Ces étoiles ont cessé de se former et d'exister quelques centaines de millions d'années après le Big Bang mais les astrophysiciens ont prédit qu'elles ont dû laisser des traces sous la forme d'une composition chimique non standard dans les plus vieilles étoiles observables. Certaines d'entre elles se trouvent encore dans le halo de matière entourant la Voie lactée et les chercheurs ont entrepris de les détecter depuis plus d'une décennie, notamment les astronomes utilisant le Large Sky Area Multi-Object Fibre Spectroscopic Telescope ou télescope Guo Shoujing (en abrégé Lamost), un télescope optique chinois de 4 mètres de diamètre. Les étoiles potentiellement intéressantes qui ont été détectées avec ce télescope ont vu leur atmosphère étudiée chimiquement par spectroscopie avec le télescope japonais Subaru.
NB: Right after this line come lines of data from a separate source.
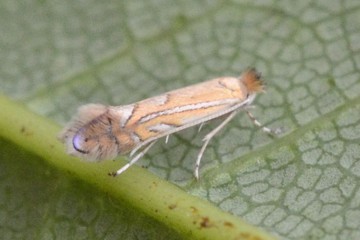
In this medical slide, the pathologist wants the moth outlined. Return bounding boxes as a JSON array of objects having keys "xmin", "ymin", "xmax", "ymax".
[{"xmin": 59, "ymin": 69, "xmax": 279, "ymax": 179}]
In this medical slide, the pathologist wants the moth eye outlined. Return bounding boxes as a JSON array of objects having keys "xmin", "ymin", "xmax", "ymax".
[{"xmin": 73, "ymin": 133, "xmax": 89, "ymax": 153}]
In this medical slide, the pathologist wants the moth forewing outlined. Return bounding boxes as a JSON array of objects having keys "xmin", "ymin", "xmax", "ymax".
[{"xmin": 60, "ymin": 69, "xmax": 278, "ymax": 178}]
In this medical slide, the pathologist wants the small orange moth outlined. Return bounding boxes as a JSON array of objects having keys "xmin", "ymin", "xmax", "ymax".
[{"xmin": 59, "ymin": 69, "xmax": 278, "ymax": 179}]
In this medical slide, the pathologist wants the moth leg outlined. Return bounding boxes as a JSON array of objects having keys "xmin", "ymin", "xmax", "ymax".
[
  {"xmin": 109, "ymin": 141, "xmax": 156, "ymax": 177},
  {"xmin": 194, "ymin": 111, "xmax": 237, "ymax": 180},
  {"xmin": 245, "ymin": 109, "xmax": 282, "ymax": 135}
]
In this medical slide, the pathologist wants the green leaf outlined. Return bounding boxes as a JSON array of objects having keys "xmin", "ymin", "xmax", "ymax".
[{"xmin": 0, "ymin": 0, "xmax": 360, "ymax": 239}]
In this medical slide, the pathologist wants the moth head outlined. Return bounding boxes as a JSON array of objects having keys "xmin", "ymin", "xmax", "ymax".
[{"xmin": 59, "ymin": 104, "xmax": 119, "ymax": 161}]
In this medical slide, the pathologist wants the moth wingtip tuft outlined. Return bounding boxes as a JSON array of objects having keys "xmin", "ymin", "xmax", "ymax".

Aujourd'hui, une publication dans Nature provenant essentiellement d'astrophysiciens de l'Observatoire astronomique national du Japon (NAOJ) et de Chine (NAOC) fait savoir que l'étoile Lamost J101051.9+235850.2 (ci-après J1010+2358) semble bel et bien posséder les traces cosmochimiques de l'existence des PISNe primordiales.

Une image dans le visible de Lamost J101051.9+235850.2. Cette étoile est observable dans la direction de la constellation du Lion à une distance de 3 000 années-lumière du Système solaire. Il s'agit d'une étoile de la séquence principale avec une masse légèrement inférieure à la masse du Soleil. © SDSS/NAOJ
Une image dans le visible de Lamost J101051.9+235850.2. Cette étoile est observable dans la direction de la constellation du Lion à une distance de 3 000 années-lumière du Système solaire. Il s'agit d'une étoile de la séquence principale avec une masse légèrement inférieure à la masse du Soleil. © SDSS/NAOJ

L'électrodynamique quantique des étoiles massives

Mais, avant d'aller plus loin, faisons plus ample connaissance avec les supernovae à instabilité de paires dont Futura avait déjà parlé dans plusieurs articles.

Comme nous l'expliquions, plusieurs astrophysiciens théoriciens ont prédit, il y a presque 50 ans, que certaines étoiles étaient instables à cause d'un phénomène bien décrit par les équations de l'électrodynamique quantique. En effet, avec une paire de photons gamma suffisamment énergétiques, un calcul mené à l'aide des fameux diagrammes de Feynman, bien connus des spécialistes de la physique des hautes énergies, indique que des paires de particule-antiparticule peuvent être créées.

Dans le cas d'une étoile très massive dépassant les 100 masses solaires, beaucoup des photons produits par les réactions thermonucléaires dans le cœur de ces étoiles sont dans le domaine gamma. Or, ils peuvent donner naissance chacun à une paire d’électron-positron s'ils possèdent suffisamment d'énergie. Il s'agit au fond d'une conséquence assez simple de la formule d'Einstein, E=mc2, l'énergie des photons étant convertie en la masse des deux particules.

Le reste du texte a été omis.